1. Il mito del giudeo-bolscevismo: pro et contra
1.6. Comunicazione tra contesto russo ed europeo
Il materiale antisemita analizzato fin qui appare di ancora maggiore importanza se si considera che trovava diffusione ben oltre i confini del solo ambiente della diaspora. Gli studiosi che si sono occupati della questione concordano nel ritenere fondamentale l’apporto dei russi bianchi alla costruzione e diffusione in ambito occidentale del mito del giudeo- bolscevismo. Gli avvenimenti rivoluzionari, infatti, avevano accreditato gli emigrati russi quali testimoni per eccellenza del complotto ebraico mondiale. Inoltre, i rivolgimenti della guerra civile e l’esilio avevano innescato nuovi incontri e favorito nuove collaborazioni. Leon Poljakov, nella sua storia dell’antisemitismo, sottolinea con forza le origini russe del mito e sostiene che “le favole inventate nei laboratori di Rostov o di Kiev allarmarono tutti i popoli della terra affermando l’esistenza di una cospirazione mondiale degli ebrei”.221
L’autore inoltre riporta una serie di esempi di contatti tra l’emigrazione russa e gruppi politici dei paesi ‘ospitanti’.222 All’influenza esercitata da alcuni emigrati russi di destra sull’ideologia
del nazional-socialismo è dedicata buona parte del libro di Laqueur sulle relazioni russo- tedesche.223 L’inaccessibilità delle fonti causata dalla guerra fredda avevano però limitato il
quadro a disposizione di Laqueur, spingendo un altro studioso, M. Kellogg, a ritornare sul tema e dedicarvi un’intera monografia. Riprendendo e approfondendo gli studi precedenti, Kellogg sostiene che “Hitler only began to crystallize his virulent anti-Bolshevik, anti-Semitic
Weltanschauung in Munich in late 1919 in the context of intercultural collaboration between
alienated völkisch Germans and radical White émigrés”.224
Budnickij, tuttavia, ritiene esagerata l’importanza attribuita all’influenza russa, ed esprime il timore che un tale approccio possa condurre a tesi revisioniste del genere di quelle sostenute da E. Nolte:
В конечном счёте представление о том, что обвинение евреев в причастности к большевизму (точнее, в неразрывной связи еврейства с большевизмом) привело к уничтожению европейского еврейства в годы Второй мировой войны, является не более чем вариацией на тему о нацизме как “ответе„ на большевизм.225
221 L. Poljakov, op. cit., p. 212.
222 A questo proposito si vedano le pagine dedicate agli anni della guerra e delle rivoluzioni da L. Poljakov, op.
cit., pp. 193 e ss.
223 W. Laqueur, op. cit., p. 16, in cui afferma l’autore: “If Hitler did not need the Russian right-wing émigrés to
confirm his general Weltanschauung, on two specific issues they had an influence on Nazi doctrine – the idea of a giant conspiracy, and in particular the “real forces” behind the Russian revolution”.

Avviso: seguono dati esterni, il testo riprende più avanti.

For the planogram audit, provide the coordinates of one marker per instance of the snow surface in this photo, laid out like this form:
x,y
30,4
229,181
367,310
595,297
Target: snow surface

224 M. Kellogg, op.cit., p. 4.
Ad ogni modo, che le influenze russe sull’ideologia nazista si ritengano o meno determinanti, è indiscutibile che una ‘contaminazione ideologica’ in questo senso sia avvenuta. Le fonti da noi analizzate confermano sostanzialmente questo quadro, arricchendolo di nuovi esempi. Il processo di propagazione del mito giudeo-bolscevico da parte della destra russa aveva assunto proporzioni massicce durante la guerra civile, quando era stato propagandato presso gli stranieri in missione in Russia. Un’interessante testimonianza a questo proposito è quella di Lev Isaevič Šejnis, pubblicata su Evrejskaja tribuna quale prima parte di un ciclo di memorie riguardante la sua permanenza in Estremo Oriente.226 L’autore, infatti, medico e
letterato residente in Francia fin dagli inizi del secolo, durante la Prima guerra mondiale era stato inviato in missione prima a Pietrogrado, poi a Vladivostok.227 Nelle sue memorie si
narrava come, durante il viaggio dall’Europa alla Siberia, che a quel tempo si doveva compiere attraverso America e Giappone, all’autore era spesso occorso di assistere a episodi di “propagazione dell’antisemitismo tra gli stranieri”, come li definiva nel titolo dell’intervento. Secondo la sua testimonianza, infatti, accadeva che sedicenti ‘esperti’ russi avvicinassero le missioni straniere, offrendo spiegazioni degli avvenimenti di chiara impronta antisemita: И вот уже в Нью-Йорке мне пришлось натолкнуться на характерный факт: один из моих товарищей по миссии, француз, получил от проживающего там русского подпоручика пространную докладную записку на английском языке с предложением своих услуг для работы в миссии. К записке был приложен список большевистских “властей„ (officials) с указанием национальности каждого из них, при чем автор “с огорчением„ («Y am sorry to say» [sic! mgr]) констатировал, что среди переименованных в этом списке лиц имеется только один русский – Ленин и один немец – фон Шульце, а все остальные евреи (к слову сказать, к главарям большевизма слабо осведомлённый автор записки причислил Мартова и Аксельрода, при чем Аксельрод оказывался псевдонимом (cower [sic! mgr] name) Л. Ортодокс фигурировавшей под графой: real name!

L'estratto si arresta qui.